South Weber

Officials in South Weber, shown in this undated photo, are considering a property tax increase of nearly 100% to keep pace with city expenses. The increase will be the focus of a truth-in-taxation hearing on Tuesday, Aug. 13, 2019.

SOUTH WEBER — South Weber leaders are mulling a steep increase in property taxes, hoping to double collections for fiscal year 2020.

Collections for fiscal year 2019 totaled $352,000, according to the city. The proposed increase in city property taxes, focus of a public hearing on Tuesday, would nearly double that by $350,000 to $702,000, according to city estimates. The city property tax bill on an average-valued home, $345,000, would nearly double, from $136.81 to $273.43.

The increase, estimated at 99.96% in the official notice of the proposed changed, has already been focus of discussion in South Weber, including a July 16 open house.

“Although we’ve heard from some citizens who wish we were not raising taxes at all, most of the comments and questions we’ve received have been very thoughtful and see the need that the city’s trying to address the best way we can,” City Manager David Larson said in an email.

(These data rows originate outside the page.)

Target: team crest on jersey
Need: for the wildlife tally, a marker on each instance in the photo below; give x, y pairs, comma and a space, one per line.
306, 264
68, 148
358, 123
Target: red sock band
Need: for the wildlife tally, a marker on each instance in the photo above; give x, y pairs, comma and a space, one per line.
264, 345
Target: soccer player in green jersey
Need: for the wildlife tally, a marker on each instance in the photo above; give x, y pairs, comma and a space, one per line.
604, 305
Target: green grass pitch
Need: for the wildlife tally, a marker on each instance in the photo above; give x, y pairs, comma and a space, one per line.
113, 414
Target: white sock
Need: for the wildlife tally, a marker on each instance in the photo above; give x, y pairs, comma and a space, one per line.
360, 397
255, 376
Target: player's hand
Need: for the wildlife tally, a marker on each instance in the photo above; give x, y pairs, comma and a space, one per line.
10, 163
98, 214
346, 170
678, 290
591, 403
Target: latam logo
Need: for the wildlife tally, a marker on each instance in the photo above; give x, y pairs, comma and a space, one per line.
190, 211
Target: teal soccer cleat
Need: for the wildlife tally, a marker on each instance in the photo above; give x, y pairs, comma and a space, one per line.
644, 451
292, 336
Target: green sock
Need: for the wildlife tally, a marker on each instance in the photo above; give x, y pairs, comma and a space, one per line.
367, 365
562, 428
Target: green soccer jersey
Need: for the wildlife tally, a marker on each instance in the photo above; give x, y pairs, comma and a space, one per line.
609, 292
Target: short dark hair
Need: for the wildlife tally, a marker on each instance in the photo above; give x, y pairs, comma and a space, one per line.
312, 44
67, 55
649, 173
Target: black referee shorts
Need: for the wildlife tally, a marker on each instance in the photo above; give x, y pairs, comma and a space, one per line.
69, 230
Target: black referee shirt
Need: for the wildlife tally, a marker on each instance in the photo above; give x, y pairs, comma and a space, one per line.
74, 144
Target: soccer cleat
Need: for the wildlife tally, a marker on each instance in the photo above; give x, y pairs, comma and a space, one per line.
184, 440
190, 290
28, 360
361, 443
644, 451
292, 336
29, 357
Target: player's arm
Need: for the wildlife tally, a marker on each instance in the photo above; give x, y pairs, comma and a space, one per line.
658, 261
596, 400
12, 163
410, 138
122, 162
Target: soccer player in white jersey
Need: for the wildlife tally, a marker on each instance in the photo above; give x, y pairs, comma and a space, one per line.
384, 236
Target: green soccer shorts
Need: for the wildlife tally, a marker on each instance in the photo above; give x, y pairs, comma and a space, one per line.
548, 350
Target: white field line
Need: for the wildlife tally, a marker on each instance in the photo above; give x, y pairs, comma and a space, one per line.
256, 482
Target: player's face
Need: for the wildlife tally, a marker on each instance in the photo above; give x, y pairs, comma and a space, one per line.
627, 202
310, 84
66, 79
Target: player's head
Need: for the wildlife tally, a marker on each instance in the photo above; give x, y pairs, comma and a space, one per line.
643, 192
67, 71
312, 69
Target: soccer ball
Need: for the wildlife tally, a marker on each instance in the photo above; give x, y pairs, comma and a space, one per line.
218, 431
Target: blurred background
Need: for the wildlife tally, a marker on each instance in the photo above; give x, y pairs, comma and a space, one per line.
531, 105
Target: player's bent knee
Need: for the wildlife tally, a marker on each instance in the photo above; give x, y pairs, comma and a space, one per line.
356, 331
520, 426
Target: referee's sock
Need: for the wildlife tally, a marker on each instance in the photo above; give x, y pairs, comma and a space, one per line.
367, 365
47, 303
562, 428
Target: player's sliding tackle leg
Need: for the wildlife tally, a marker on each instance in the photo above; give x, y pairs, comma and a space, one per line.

In a June newsletter to South Weber residents, Mayor Jo Sjoblom said the increase aims “to begin to meet the needs of our growing city and to begin to account for inflation.” The city, she noted, hasn’t raised property taxes since the city incorporated in 1971.

“This is a painful subject and a very difficult decision for any council to make; an action that is never popular and often contentious,” the mayor said in a July newsletter to residents.

The 99.96% hike is easily the biggest proposed percentage jump among the varied entities in Davis and Weber counties seeking property tax hikes this year via truth-in-taxation hearings. Next in Davis County is the 24.98% increase in property tax collections that the city of Layton proposes to generate money to build and run a new fire station. The city of Washington Terrace proposes the biggest percentage jump in collections in Weber County, 42.75%, meant to generate funds to bolster its fire department.

The city of South Weber, home to around 7,500 people, has provided plenty of background on the proposal on the city website. Next Tuesday’s hearing, scheduled to start at 6 p.m. and be held at South Weber City Hall, 1600 E. South Weber Drive, gives the public the opportunity to provide input. The South Weber City Council is scheduled to consider approval of the 2020 budget, containing the increase, at a meeting on Aug. 20.

The proposed South Weber increase, Larson said, aims broadly to cover rising costs of providing police and fire protection and for capital plans, including parks, public safety and street projects.

“In fact, current capital projects plans indicate 33 projects with a need of over $14 million dollars,” Larson said. “An additional $350,000 will help in that regard, but we still have a long way to go to provide the services that the community expects.”

He’s not sure why earlier South Weber leaders never increased property taxes before now.

“I can’t speak to the decision-making thoughts of previous city leadership. However, I believe strongly that they made the best decisions they could at the time and now the current leadership is doing the same,” he said.